“The palace is a palace, a brick building. It’s not where the magic is,’’ Piano reflected on a recent visit.
“The magic is when you get inside,’’ said the 74-year-old Italian architect, whose English is superb, if heavily accented. “What is the suspended atmosphere of the [palace’s interior] courtyard if not lightness? That sense of levitation, of zero gravity.’’
From a terrace overlooking the new addition, Piano betrayed an almost childlike delight in the view of his 70,000-square-foot addition - a structure slightly larger than Gardner’s original. Cultural buildings like the one he’s just added to the museum’s footprint enrich their cities, Piano said, summarizing a design concept that seeks to fully integrate the two edifices, old and new. “They’re not buildings that take possession of the land. They fly on the land. They welcome people. You look for lightness, and you get transparency. You build transparency, and you get accessibility.’’
Behind the $114 million addition’s facades of glass and patinated copper are a gallery for special exhibitions, a performance center, offices, public rooms, conservation labs, and greenhouses. The new visitors’ entrance opens onto a lobby that’s visible through glass walls from the street.

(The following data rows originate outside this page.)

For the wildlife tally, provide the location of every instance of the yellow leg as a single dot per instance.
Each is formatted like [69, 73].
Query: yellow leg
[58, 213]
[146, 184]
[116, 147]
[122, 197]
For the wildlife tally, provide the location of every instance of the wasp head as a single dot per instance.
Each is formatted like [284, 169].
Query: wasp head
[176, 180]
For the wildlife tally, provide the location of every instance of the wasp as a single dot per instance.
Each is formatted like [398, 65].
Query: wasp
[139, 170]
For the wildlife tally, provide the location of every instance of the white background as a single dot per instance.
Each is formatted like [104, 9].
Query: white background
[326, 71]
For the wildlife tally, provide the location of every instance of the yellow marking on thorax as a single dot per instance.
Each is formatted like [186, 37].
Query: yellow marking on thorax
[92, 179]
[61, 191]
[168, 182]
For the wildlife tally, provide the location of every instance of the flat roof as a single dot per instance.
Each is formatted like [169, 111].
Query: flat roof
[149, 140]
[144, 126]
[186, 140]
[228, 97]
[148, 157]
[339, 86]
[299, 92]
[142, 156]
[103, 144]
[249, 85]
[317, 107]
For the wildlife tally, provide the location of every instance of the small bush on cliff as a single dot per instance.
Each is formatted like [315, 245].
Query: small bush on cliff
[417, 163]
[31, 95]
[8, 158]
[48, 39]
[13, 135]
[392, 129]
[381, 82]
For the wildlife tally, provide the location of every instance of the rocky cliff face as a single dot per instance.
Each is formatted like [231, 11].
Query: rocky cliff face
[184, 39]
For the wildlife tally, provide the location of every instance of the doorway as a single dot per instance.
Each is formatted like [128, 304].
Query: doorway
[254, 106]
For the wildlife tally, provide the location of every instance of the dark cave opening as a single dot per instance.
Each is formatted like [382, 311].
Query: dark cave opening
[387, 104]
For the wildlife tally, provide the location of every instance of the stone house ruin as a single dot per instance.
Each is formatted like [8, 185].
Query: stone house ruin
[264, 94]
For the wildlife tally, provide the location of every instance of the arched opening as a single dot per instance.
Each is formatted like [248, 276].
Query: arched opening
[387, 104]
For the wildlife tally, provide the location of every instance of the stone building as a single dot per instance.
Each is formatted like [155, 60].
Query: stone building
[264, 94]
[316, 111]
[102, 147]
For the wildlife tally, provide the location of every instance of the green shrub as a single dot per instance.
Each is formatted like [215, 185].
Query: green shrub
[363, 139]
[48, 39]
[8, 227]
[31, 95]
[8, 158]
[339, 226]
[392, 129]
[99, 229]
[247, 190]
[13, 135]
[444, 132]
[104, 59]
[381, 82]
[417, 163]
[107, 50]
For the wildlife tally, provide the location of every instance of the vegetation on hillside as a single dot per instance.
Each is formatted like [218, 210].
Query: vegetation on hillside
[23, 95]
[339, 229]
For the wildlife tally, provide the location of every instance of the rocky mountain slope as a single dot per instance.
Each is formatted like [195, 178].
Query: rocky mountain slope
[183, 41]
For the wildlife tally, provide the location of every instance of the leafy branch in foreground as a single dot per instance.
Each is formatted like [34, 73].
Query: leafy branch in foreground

The project’s aesthetic approach is informed by multiple sources, according to the architect, whose Renzo Piano Building Workshop maintains offices in Paris, New York, and Genoa, Italy.

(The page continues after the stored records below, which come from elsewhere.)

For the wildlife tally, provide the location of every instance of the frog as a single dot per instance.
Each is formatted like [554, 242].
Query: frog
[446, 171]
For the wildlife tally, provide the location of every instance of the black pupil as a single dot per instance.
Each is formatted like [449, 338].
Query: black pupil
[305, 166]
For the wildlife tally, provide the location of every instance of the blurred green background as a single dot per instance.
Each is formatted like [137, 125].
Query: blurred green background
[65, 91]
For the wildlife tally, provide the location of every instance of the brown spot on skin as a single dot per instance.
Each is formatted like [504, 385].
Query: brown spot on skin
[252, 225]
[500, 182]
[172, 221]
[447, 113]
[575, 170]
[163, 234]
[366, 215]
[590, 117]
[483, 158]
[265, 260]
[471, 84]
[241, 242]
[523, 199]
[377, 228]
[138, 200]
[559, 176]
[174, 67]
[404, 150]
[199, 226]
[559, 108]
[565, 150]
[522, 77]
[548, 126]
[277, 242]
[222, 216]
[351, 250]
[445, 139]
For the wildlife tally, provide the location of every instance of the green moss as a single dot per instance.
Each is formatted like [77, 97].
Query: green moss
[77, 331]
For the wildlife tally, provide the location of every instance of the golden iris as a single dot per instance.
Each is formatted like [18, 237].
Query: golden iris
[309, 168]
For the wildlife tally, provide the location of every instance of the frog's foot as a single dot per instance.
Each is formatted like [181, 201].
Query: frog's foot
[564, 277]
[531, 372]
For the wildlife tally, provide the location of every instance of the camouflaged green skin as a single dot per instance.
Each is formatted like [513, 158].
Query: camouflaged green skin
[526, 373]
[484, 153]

“It comes from Isabella Gardner,’’ he said. “It comes from my personal story. It comes from a social vision of a cultural building that has a duty to create that sense of attraction.’’
Piano’s team has also designed The New York Times headquarters in Manhattan, the Centre Pompidou in Paris, San Francisco’s California Academy of Sciences, and the Nasher Sculpture Center in Dallas, among other buildings of architectural distinction. Current projects include a renovation and expansion of the Harvard Art Museums, a major addition to the Kimbell Art Museum in Fort Worth, and a new downtown Manhattan home for the Whitney Museum of American Art.